How do AirTags work? It’s a question I first asked myself in college, when my mother tried to put a stop once and for all to my monthly tradition of losing my wallet and canceling my credit card only to find it beneath a discarded piece of laundry or—in the most disappointing incident—folded into a wooden lecture hall seat that I had gone back to and checked after class. She bought me a Tile—a precursor to the AirTag, which I slipped into one of the wallet’s myriad slots (this being, as Jesse Ashlock once called it, a George Costanza wallet.) During the time before the Tile’s battery died, I did not lose my wallet once and so never used it except to redundantly check if it was still in my pocket. When the Tile died and I could not figure out how to charge it or replace the battery or whatever was required, I put it in a drawer of my dorm room desk, forgot all about it, and returned to the business as usual that was leaving my wallet here, there, and everywhere.
People buy AirTags and similar products, whether that be from the aforementioned Tile or Samsung, for quite a few reasons. WIRED has reported on the product’s misappropriation by bad actors for purposes of stalking and violence. More commonly, people like me use one to keep track of an item that lacks trackable capabilities (read: Bluetooth or GPS) of its own—you don’t need one for your iPhone, for example, which has Find My iPhone, but your keys and purse are other stories entirely. With regard to travel, there’s one big place where a tracking device can be of comfort: your checked luggage. Pop it in and you’ll know whether your bag is actually on the plane or not, and where it might have gone in the case of the latter. Sure, you may already have boarded. The cabin door may be shut. But at least you’ll know.
How do AirTags work?
So, how do these newfangled tracking devices actually work?
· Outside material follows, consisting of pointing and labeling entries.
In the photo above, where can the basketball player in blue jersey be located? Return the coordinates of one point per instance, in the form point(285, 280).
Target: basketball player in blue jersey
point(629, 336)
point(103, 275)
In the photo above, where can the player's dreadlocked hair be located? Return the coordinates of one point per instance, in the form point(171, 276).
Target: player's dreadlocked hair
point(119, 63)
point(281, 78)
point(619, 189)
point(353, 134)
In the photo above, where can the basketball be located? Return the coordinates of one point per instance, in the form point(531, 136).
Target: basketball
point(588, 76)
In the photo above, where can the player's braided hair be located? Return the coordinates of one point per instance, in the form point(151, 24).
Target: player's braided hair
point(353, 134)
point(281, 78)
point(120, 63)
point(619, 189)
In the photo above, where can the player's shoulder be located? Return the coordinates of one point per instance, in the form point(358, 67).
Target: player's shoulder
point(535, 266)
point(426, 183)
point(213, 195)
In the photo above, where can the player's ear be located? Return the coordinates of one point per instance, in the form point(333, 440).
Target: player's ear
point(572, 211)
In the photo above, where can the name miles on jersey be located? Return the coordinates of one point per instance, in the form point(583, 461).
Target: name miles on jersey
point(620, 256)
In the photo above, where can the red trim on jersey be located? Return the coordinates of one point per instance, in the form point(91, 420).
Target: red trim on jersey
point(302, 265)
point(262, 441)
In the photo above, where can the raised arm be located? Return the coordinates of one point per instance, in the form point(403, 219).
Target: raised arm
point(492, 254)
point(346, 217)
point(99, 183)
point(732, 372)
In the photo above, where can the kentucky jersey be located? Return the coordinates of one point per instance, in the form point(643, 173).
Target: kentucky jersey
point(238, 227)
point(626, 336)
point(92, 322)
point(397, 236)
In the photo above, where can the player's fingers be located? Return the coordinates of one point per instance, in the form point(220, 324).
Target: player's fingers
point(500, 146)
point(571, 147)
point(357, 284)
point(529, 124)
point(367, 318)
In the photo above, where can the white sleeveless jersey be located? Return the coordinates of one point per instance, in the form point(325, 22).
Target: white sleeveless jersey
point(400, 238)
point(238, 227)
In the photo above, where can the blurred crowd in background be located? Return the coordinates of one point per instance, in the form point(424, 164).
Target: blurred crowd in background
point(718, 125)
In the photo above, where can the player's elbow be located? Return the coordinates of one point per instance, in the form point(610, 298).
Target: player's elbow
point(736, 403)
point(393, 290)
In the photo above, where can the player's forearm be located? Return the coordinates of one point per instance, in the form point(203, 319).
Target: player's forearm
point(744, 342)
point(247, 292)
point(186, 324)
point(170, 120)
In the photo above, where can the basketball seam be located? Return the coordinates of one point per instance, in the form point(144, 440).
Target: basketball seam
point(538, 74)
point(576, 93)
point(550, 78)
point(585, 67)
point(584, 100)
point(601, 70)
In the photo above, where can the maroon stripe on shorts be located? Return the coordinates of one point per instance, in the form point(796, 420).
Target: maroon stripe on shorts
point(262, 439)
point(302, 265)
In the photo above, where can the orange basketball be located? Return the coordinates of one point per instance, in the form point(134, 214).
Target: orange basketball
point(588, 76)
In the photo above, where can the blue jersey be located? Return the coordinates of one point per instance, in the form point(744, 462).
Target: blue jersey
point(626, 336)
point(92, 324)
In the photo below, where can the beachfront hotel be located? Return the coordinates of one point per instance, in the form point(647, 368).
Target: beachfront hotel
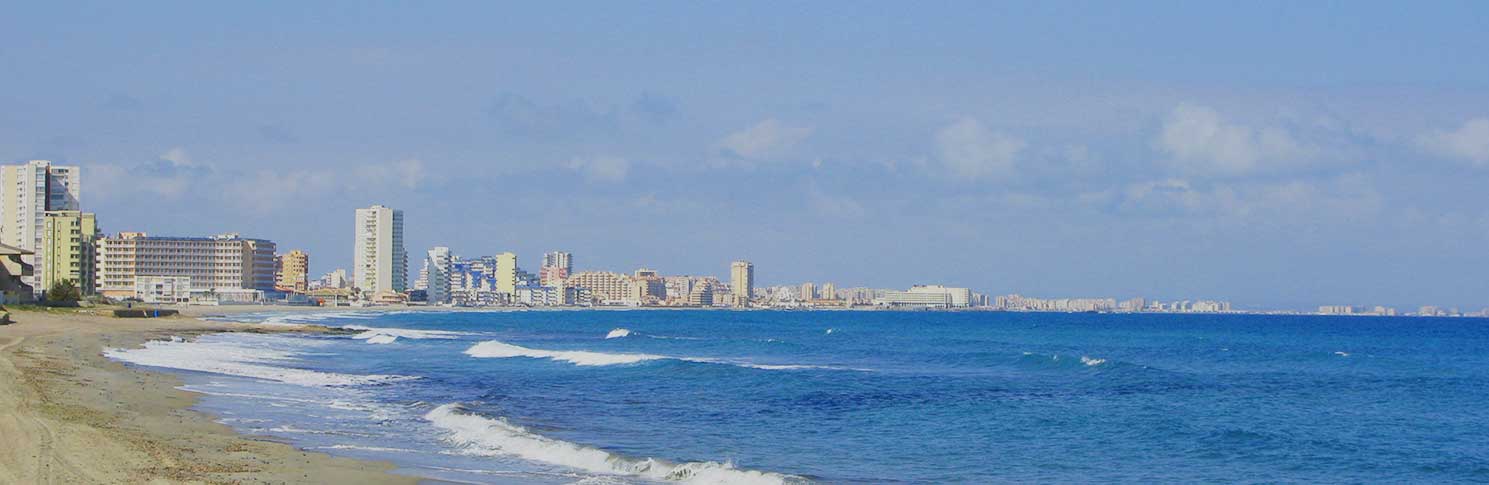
point(27, 191)
point(742, 281)
point(69, 253)
point(224, 262)
point(291, 271)
point(380, 265)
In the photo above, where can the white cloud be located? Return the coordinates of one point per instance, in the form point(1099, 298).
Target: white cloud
point(970, 151)
point(1468, 142)
point(764, 140)
point(602, 168)
point(1202, 143)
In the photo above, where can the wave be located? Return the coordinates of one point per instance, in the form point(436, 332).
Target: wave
point(383, 335)
point(581, 357)
point(502, 350)
point(240, 360)
point(486, 436)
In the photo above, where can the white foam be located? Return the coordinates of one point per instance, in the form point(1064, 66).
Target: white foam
point(241, 360)
point(502, 350)
point(486, 436)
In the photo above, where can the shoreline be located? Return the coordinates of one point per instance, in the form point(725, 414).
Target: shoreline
point(70, 415)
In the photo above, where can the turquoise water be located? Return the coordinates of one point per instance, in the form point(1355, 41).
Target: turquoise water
point(855, 397)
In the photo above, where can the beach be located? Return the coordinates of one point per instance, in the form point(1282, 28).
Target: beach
point(69, 415)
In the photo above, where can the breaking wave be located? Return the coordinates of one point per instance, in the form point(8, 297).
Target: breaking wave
point(496, 436)
point(240, 360)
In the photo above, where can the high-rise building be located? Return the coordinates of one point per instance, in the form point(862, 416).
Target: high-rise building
point(69, 250)
point(294, 271)
point(27, 192)
point(507, 274)
point(742, 281)
point(378, 259)
point(438, 264)
point(221, 262)
point(807, 292)
point(557, 265)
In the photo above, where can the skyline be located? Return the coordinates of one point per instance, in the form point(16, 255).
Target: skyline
point(998, 156)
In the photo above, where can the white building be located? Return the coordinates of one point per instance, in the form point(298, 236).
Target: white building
point(438, 265)
point(378, 259)
point(27, 192)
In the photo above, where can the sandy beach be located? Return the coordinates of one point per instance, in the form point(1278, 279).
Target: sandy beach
point(69, 415)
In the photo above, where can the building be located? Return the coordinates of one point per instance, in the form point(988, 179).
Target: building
point(507, 274)
point(557, 265)
point(163, 289)
point(742, 281)
point(605, 286)
point(956, 298)
point(69, 250)
point(378, 259)
point(648, 287)
point(294, 272)
point(221, 262)
point(809, 292)
point(14, 272)
point(438, 264)
point(27, 192)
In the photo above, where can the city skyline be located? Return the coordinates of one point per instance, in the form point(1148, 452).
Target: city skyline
point(1309, 164)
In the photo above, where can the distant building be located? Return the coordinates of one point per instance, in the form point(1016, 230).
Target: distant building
point(69, 241)
point(221, 262)
point(807, 292)
point(292, 271)
point(438, 267)
point(956, 298)
point(27, 192)
point(507, 274)
point(380, 262)
point(605, 286)
point(14, 271)
point(742, 281)
point(557, 265)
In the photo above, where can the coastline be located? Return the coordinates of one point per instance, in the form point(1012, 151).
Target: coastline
point(72, 415)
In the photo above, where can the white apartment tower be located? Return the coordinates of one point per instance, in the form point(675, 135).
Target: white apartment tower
point(378, 259)
point(27, 192)
point(439, 265)
point(742, 280)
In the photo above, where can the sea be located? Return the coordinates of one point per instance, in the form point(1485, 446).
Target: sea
point(858, 396)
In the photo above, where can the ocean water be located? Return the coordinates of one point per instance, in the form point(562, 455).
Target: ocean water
point(859, 397)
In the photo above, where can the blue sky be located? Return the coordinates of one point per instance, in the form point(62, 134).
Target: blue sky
point(1272, 153)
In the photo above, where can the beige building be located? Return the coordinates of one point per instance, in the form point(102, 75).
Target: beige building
point(378, 259)
point(742, 281)
point(292, 271)
point(221, 262)
point(69, 241)
point(606, 286)
point(27, 191)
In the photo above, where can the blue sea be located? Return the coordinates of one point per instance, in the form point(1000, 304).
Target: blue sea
point(859, 397)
They work at once so well and so poorly, I would argue, that they can be cause for great irritation—take an Uber with somebody, as I did the other day with my dear colleague Megan Spurrell, who has one on their person, and your iPhone will notify you incessantly, almost accusingly, that “AirTag Found Moving With You” along with a warning that the owner can look up its location. Even now, two days later, the notification has not gone away. So how does this little metal disc keep tabs on you in this way and make its little threats? How can Megan look up its location?
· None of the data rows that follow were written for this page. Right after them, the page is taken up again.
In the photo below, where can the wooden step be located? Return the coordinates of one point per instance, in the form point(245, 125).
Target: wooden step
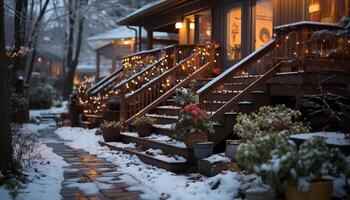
point(176, 167)
point(160, 129)
point(88, 124)
point(178, 149)
point(163, 119)
point(167, 110)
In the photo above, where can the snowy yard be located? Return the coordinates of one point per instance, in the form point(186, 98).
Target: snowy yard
point(152, 181)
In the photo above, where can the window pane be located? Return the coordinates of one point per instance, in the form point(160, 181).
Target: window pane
point(204, 29)
point(263, 22)
point(327, 10)
point(233, 34)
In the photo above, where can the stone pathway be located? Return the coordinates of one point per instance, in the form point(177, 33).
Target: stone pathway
point(87, 177)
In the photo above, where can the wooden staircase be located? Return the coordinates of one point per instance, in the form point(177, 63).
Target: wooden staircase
point(243, 88)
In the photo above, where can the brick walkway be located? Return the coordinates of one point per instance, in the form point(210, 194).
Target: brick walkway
point(87, 177)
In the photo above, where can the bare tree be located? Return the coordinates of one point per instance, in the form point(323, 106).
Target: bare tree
point(5, 133)
point(72, 58)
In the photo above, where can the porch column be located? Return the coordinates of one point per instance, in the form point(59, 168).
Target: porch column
point(97, 76)
point(149, 39)
point(140, 38)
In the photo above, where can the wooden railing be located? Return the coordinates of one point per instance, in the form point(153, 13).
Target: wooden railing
point(141, 67)
point(105, 81)
point(292, 42)
point(138, 102)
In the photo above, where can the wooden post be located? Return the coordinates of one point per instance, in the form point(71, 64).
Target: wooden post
point(149, 39)
point(122, 105)
point(97, 77)
point(140, 38)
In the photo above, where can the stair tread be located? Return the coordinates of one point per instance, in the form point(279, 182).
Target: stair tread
point(155, 154)
point(157, 139)
point(245, 102)
point(168, 107)
point(162, 116)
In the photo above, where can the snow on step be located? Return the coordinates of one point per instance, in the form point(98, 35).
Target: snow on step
point(169, 107)
point(162, 116)
point(155, 153)
point(160, 139)
point(331, 138)
point(165, 126)
point(217, 158)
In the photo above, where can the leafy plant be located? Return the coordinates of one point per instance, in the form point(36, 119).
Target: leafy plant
point(269, 119)
point(278, 160)
point(184, 96)
point(111, 124)
point(41, 96)
point(315, 161)
point(192, 119)
point(142, 121)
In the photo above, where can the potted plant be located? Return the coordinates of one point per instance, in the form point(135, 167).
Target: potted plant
point(269, 120)
point(315, 161)
point(111, 130)
point(143, 126)
point(184, 96)
point(231, 148)
point(193, 127)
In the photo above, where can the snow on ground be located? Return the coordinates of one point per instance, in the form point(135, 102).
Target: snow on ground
point(331, 138)
point(155, 183)
point(46, 178)
point(52, 110)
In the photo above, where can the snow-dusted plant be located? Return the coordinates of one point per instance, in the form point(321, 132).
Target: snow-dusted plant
point(184, 96)
point(112, 124)
point(192, 119)
point(270, 156)
point(143, 121)
point(316, 161)
point(269, 119)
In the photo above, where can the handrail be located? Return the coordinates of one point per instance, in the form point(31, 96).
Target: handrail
point(306, 24)
point(226, 107)
point(169, 71)
point(125, 81)
point(245, 61)
point(169, 92)
point(107, 78)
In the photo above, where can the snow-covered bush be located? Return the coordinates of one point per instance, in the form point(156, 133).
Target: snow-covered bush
point(184, 96)
point(278, 161)
point(316, 161)
point(192, 119)
point(270, 156)
point(41, 96)
point(269, 119)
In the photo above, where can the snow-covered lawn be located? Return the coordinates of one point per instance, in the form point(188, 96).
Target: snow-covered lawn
point(45, 178)
point(155, 183)
point(52, 110)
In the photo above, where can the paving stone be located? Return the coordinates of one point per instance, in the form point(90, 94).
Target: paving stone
point(85, 168)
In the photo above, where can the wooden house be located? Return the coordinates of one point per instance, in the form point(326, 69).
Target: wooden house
point(242, 54)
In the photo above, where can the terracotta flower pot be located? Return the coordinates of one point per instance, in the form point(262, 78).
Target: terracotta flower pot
point(275, 127)
point(321, 190)
point(192, 138)
point(144, 130)
point(231, 148)
point(203, 149)
point(110, 134)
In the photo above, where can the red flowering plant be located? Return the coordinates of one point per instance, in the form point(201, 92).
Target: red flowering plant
point(192, 119)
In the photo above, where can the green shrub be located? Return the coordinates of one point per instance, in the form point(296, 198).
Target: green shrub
point(41, 96)
point(269, 119)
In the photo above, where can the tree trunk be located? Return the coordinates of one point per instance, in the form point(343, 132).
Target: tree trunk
point(72, 63)
point(5, 133)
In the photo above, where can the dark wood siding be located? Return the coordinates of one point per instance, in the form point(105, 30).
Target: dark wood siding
point(289, 11)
I thought the answer would be GPS, but it’s actually Bluetooth in this case that makes an AirTag work. You’ve probably heard of, if not used, the “Find My” network, which enables you to locate a lost phone, set of Airpods (you can track each earpiece and the case separately in case all three components have somehow become estranged), or even friends and family who have opted into sharing their location with you. The AirTag emits a Bluetooth signal that is tracked within the same Apple network, sending a signal to any iPhones or other nearby Apple devices, which in turn send the signal back to your own iPhone. A key word here is “triangulate,” as in, the signal from the AirTag hits nearby phones which contact your personal device. Each AirTag is affiliated with up to five Apple IDs, and you can only see where a certain AirTag is if you are logged into a corresponding account (per Apple’s website, “shared items everyone uses… like an umbrella…can be tracked by friends and family”).